The FTSE 100 homebuilder expects to drive volume completions back to 2019’s pre-pandemic levels in the year to June 2022 and is set to benefit from further house price increases.

“That said, some investors may be fretting that the current surge in prices in unsustainable and the result of the stamp duty tax break, especially considering the fall in net private reservations through July and August, even if the UK housing market does still seem to be suffering from a shortage of supply,” says Mould.

Additionally, the pandemic could yet bolster the population’s desire for larger, suburban dwellings with gardens and underpin demand for some time to come.

Source: Company accounts, management guidance for completions for 2022. Financial year to June.

Further price rises could allow the FTSE 100 firm to balance out an increase in ‘input’ costs which Barratt says are persistent.
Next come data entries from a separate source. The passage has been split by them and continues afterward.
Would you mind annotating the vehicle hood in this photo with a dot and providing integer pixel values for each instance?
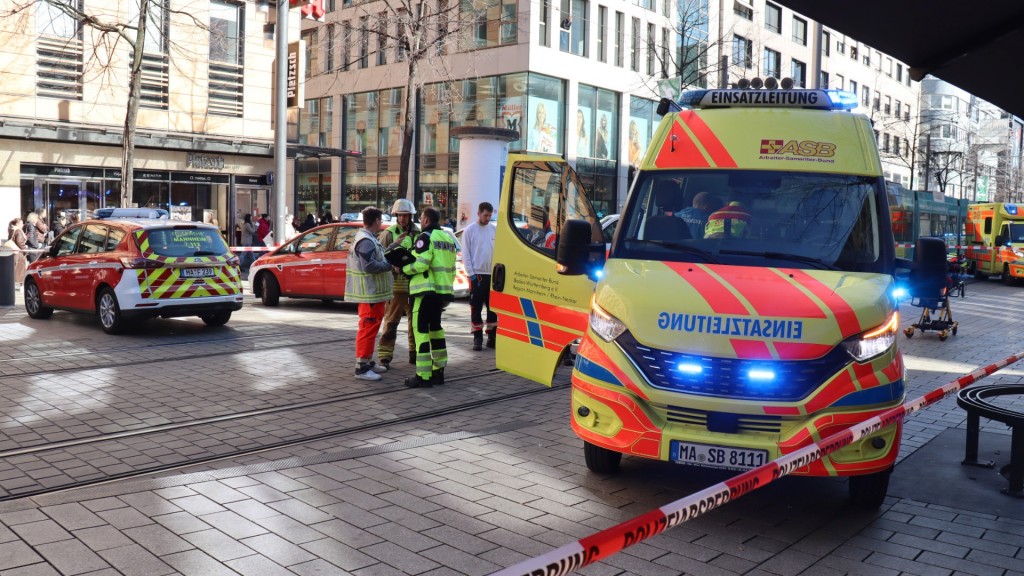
(742, 312)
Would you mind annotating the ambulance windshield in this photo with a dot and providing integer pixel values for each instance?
(788, 219)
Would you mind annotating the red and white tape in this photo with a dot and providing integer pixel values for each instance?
(602, 544)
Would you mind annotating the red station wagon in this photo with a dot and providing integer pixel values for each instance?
(133, 263)
(312, 265)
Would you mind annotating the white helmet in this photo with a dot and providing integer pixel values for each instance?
(402, 206)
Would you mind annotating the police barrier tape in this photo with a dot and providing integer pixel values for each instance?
(609, 541)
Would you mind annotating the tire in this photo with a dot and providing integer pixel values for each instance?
(601, 460)
(34, 301)
(109, 312)
(217, 318)
(271, 290)
(868, 491)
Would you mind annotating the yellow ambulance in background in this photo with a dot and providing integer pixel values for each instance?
(995, 241)
(726, 344)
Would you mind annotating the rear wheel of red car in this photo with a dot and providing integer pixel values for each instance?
(34, 301)
(217, 318)
(271, 290)
(109, 312)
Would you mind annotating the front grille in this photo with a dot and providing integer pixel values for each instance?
(728, 377)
Barratt’s results presentation flags its expectation that input costs will rise by 4% to 5% in the year to June 2022. This raises the question of affordability, as people have, until now, been helped by the stamp duty holiday and the help-to-buy scheme.

“The percentage of buyers who used one version or another of the Help-to-Buy scheme reached 38% in the year just ended, up from 33% the year before, a record high since the introduction of the support programme by Chancellor George Osborne in April 2013,” says Mould.
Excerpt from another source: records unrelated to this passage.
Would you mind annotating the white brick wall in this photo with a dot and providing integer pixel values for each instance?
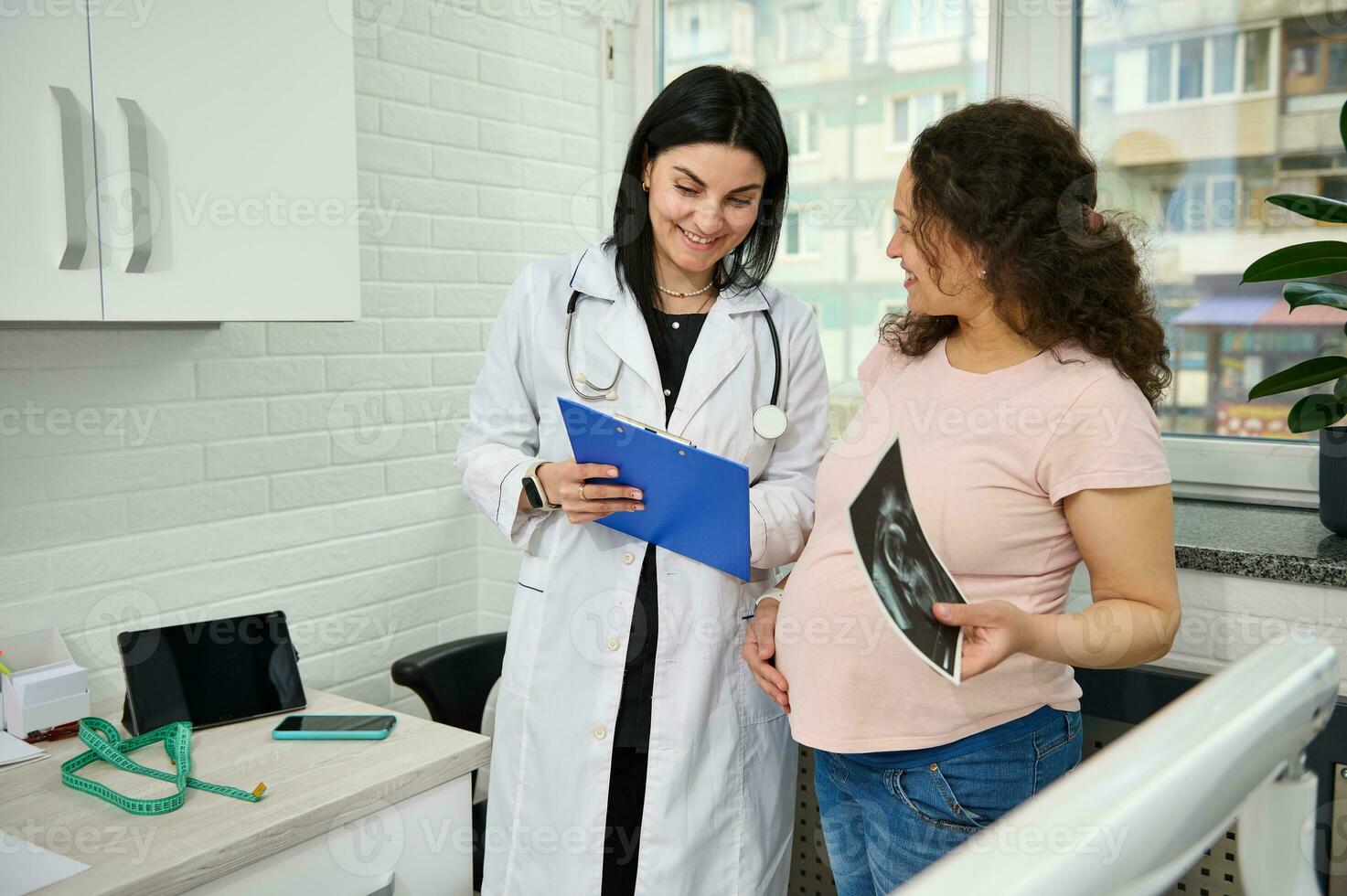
(309, 466)
(1227, 616)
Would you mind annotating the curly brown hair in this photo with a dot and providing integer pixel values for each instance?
(1010, 182)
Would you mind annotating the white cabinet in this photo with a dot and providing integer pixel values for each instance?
(222, 181)
(48, 240)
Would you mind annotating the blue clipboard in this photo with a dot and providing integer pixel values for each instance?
(697, 503)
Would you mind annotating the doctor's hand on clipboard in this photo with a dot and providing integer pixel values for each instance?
(563, 483)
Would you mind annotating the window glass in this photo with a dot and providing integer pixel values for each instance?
(1195, 120)
(873, 73)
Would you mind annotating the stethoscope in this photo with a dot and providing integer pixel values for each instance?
(769, 421)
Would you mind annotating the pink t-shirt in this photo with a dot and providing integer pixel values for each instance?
(988, 458)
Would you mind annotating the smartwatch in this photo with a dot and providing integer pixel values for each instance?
(534, 489)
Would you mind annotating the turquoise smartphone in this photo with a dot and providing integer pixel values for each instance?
(335, 728)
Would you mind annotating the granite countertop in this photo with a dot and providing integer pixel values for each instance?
(1278, 543)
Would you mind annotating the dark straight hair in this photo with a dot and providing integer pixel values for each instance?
(709, 104)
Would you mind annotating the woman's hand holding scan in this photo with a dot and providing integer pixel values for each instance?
(991, 632)
(759, 650)
(586, 501)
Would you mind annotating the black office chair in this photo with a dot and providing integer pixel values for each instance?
(454, 680)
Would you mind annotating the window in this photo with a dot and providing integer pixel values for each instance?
(1187, 141)
(1195, 68)
(1201, 176)
(1158, 71)
(800, 232)
(1224, 57)
(1336, 79)
(910, 115)
(851, 111)
(1303, 59)
(1257, 65)
(802, 33)
(1190, 68)
(802, 133)
(925, 19)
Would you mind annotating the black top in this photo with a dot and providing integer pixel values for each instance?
(634, 710)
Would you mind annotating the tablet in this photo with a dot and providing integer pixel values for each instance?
(209, 673)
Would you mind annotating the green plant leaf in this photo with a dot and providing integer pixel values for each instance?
(1300, 294)
(1312, 207)
(1299, 376)
(1315, 412)
(1304, 261)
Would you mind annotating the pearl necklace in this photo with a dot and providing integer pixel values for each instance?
(683, 295)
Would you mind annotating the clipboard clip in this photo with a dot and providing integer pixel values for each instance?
(654, 429)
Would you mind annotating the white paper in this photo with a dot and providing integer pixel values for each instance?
(14, 751)
(48, 683)
(25, 867)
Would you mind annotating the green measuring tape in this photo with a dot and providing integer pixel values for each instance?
(107, 745)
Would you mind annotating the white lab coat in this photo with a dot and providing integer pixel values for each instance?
(718, 802)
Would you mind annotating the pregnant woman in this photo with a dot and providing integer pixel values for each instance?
(1020, 386)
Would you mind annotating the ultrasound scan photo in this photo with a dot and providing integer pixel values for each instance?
(907, 576)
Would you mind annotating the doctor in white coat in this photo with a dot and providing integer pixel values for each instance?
(697, 224)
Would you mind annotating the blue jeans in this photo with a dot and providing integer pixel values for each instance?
(882, 827)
“The latest version of Help-to-Buy, the equity loan scheme, runs until March 2023 and shareholders can be forgiven nervous for wondering what will happen after then if so, many people need this financial assistance to get on the housing ladder – even if the chances of yet another extension are probably quite high, given the political fall-out for any minister or Government which pulls the rug from under the housing market, accidentally or otherwise.”

Shareholders will also be paying attention to the costs associated with cladding remediation of previously-constructed sites, notably Citiscape in Croydon.

“The bill went up by a further £81.9 million in the year to June 2021, taking the total to £184 million since 2017, and management has flagged that the year to June 2022 could see further costs of £40 to £50 million, if its guidance for ‘adjusted items’ in the results presentation is any guide,” Mould said.

For all of these concerns, Barratt remains in a healthy position. It is serving an undersupplied market, is looking to drive completions toward its annual target of 20,000 and generates healthy profit margins.